On Fri, Jan 15, 2021 at 6:54 AM Daniel Jordan
<daniel.m.jordan@xxxxxxxxxx> wrote:
>
> Daniel Jordan <daniel.m.jordan@xxxxxxxxxx> writes:
> > Peter Zijlstra <peterz@xxxxxxxxxxxxx> writes:
> >>> The nature of this bug is also described here (with different consequences):
> >>> https://lore.kernel.org/lkml/20200211141554.24181-1-qais.yousef@xxxxxxx/
> >>
> >> Yeah, pesky deadlocks.. someone was going to try again.
> >
> > I dug up the synchronous patch
> >
> > https://lore.kernel.org/lkml/1579878449-10164-1-git-send-email-prsood@xxxxxxxxxxxxxx/
> >
> > but surprisingly wasn't able to reproduce the lockdep splat from
> >
> > https://lore.kernel.org/lkml/F0388D99-84D7-453B-9B6B-EEFF0E7BE4CC@xxxxxx/
> >
> > even though I could hit it a few weeks ago.
>
> oh okay, you need to mount a legacy cpuset hierarchy.
>
> So as the above splat shows, making cpuset_hotplug_workfn() synchronous
> means cpu_hotplug_lock (and "cpuhp_state-down") can be acquired before
> cgroup_mutex.
>
> But there are at least four cgroup paths that take the locks in the
> opposite order.
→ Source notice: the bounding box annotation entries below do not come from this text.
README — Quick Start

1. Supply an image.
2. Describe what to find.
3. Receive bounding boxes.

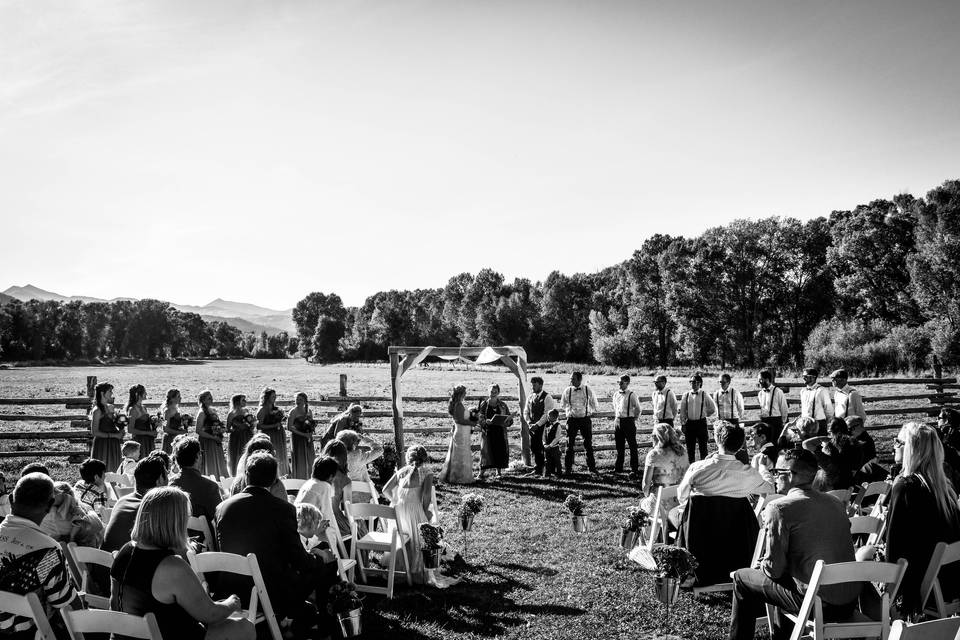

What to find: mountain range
[0,284,296,335]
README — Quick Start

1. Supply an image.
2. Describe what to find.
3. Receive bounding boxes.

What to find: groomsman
[680,373,717,462]
[613,374,640,478]
[713,373,743,427]
[830,369,867,423]
[650,376,677,426]
[523,376,556,475]
[560,371,597,473]
[800,368,833,436]
[757,369,789,443]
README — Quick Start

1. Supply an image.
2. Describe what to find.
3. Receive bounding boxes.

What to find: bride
[440,385,473,484]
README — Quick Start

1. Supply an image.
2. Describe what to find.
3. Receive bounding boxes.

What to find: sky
[0,0,960,309]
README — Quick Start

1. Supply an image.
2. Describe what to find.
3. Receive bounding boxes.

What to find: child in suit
[543,409,564,478]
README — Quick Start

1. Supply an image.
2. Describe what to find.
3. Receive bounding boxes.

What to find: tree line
[0,300,298,361]
[293,180,960,373]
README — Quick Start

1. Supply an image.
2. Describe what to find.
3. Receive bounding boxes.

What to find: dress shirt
[757,385,789,420]
[680,389,717,424]
[613,389,640,419]
[650,388,677,422]
[677,453,774,504]
[833,385,867,422]
[800,384,833,421]
[523,391,557,427]
[713,386,743,421]
[560,384,597,418]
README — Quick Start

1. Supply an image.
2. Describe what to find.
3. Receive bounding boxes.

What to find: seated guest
[669,420,773,527]
[803,418,865,491]
[73,458,109,515]
[100,452,167,552]
[0,473,81,640]
[110,487,256,640]
[750,422,777,485]
[170,436,223,522]
[217,453,338,638]
[729,449,861,640]
[230,433,287,500]
[858,422,960,615]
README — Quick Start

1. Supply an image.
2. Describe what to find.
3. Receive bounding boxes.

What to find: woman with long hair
[440,384,474,484]
[160,389,187,453]
[125,384,157,458]
[110,487,256,640]
[477,384,510,481]
[90,382,123,470]
[640,422,690,494]
[257,387,290,477]
[197,389,230,479]
[287,391,317,480]
[857,422,960,615]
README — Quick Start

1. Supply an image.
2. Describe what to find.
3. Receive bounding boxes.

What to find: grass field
[0,360,944,640]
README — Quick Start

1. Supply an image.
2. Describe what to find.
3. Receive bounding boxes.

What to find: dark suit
[170,468,223,522]
[216,486,337,638]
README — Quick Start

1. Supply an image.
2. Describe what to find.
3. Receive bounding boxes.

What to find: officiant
[477,384,513,480]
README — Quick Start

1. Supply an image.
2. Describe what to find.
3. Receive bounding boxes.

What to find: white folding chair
[187,551,283,640]
[0,591,56,640]
[187,516,220,551]
[786,558,907,640]
[890,617,960,640]
[67,542,117,609]
[920,542,960,618]
[347,503,420,598]
[60,608,163,640]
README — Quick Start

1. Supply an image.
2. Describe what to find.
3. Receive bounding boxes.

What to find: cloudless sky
[0,0,960,308]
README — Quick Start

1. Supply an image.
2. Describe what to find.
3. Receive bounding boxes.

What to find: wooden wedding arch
[387,346,530,464]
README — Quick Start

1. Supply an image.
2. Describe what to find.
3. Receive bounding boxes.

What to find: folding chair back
[67,542,116,609]
[187,551,283,640]
[890,618,960,640]
[920,542,960,618]
[0,591,56,640]
[60,608,163,640]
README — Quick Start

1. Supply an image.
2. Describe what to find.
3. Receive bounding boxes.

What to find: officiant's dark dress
[477,400,510,470]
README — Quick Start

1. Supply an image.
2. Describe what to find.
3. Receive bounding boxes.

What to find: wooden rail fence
[0,371,960,459]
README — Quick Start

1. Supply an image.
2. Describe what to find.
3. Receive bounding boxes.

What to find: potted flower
[620,507,650,551]
[563,493,587,533]
[327,582,363,638]
[650,544,697,607]
[458,493,483,531]
[420,522,443,569]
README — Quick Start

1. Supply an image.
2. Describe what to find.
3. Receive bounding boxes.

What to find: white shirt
[757,385,790,419]
[713,385,743,421]
[800,384,833,421]
[612,389,640,419]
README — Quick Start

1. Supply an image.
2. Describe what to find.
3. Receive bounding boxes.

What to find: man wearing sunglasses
[729,449,862,640]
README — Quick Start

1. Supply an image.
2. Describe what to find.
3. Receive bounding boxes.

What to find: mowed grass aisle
[363,474,730,640]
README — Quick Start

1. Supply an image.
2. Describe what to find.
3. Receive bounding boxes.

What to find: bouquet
[650,544,697,582]
[459,493,483,518]
[327,582,363,615]
[563,493,587,516]
[420,522,443,551]
[623,507,650,531]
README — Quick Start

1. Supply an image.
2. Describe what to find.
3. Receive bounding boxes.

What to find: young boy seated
[117,440,140,480]
[543,409,564,478]
[73,458,109,515]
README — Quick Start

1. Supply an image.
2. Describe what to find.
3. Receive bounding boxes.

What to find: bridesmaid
[440,385,473,484]
[227,393,256,476]
[160,389,189,453]
[197,390,230,479]
[127,384,157,458]
[287,391,317,480]
[257,387,290,477]
[90,382,123,471]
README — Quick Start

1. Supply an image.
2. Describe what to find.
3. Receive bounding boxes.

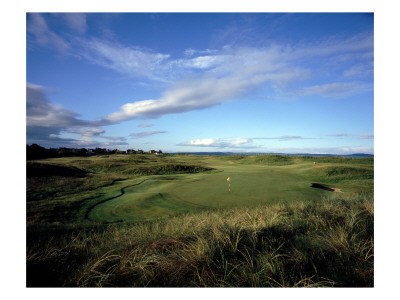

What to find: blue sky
[26,13,374,154]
They're all the same, they take cgroup_mutex and then
> cpu_hotplug_lock later on to modify one or more static keys.
>
> cpu_hotplug_lock should probably be ahead of cgroup_mutex because the
> latter is taken in a hotplug callback, and we should keep the static
> branches in cgroup, so the only way out I can think of is moving
> cpu_hotplug_lock to just before cgroup_mutex is taken and switching to
> _cpuslocked flavors of the static key calls.
>
> lockdep quiets down with that change everywhere, but it puts another big
> lock around a lot of cgroup paths. Seems less heavyhanded to go with
> this RFC. What do you all think?

Daniel, thank you for taking a look. I don't mind reviewing+testing
another approach that you described.

> Absent further discussion, Alexey, do you plan to post another version?

I plan to update this patch and re-send in the next couple of days. It
looks like it might be a series of two patches. Sorry for delays.

Best regards,
Alexey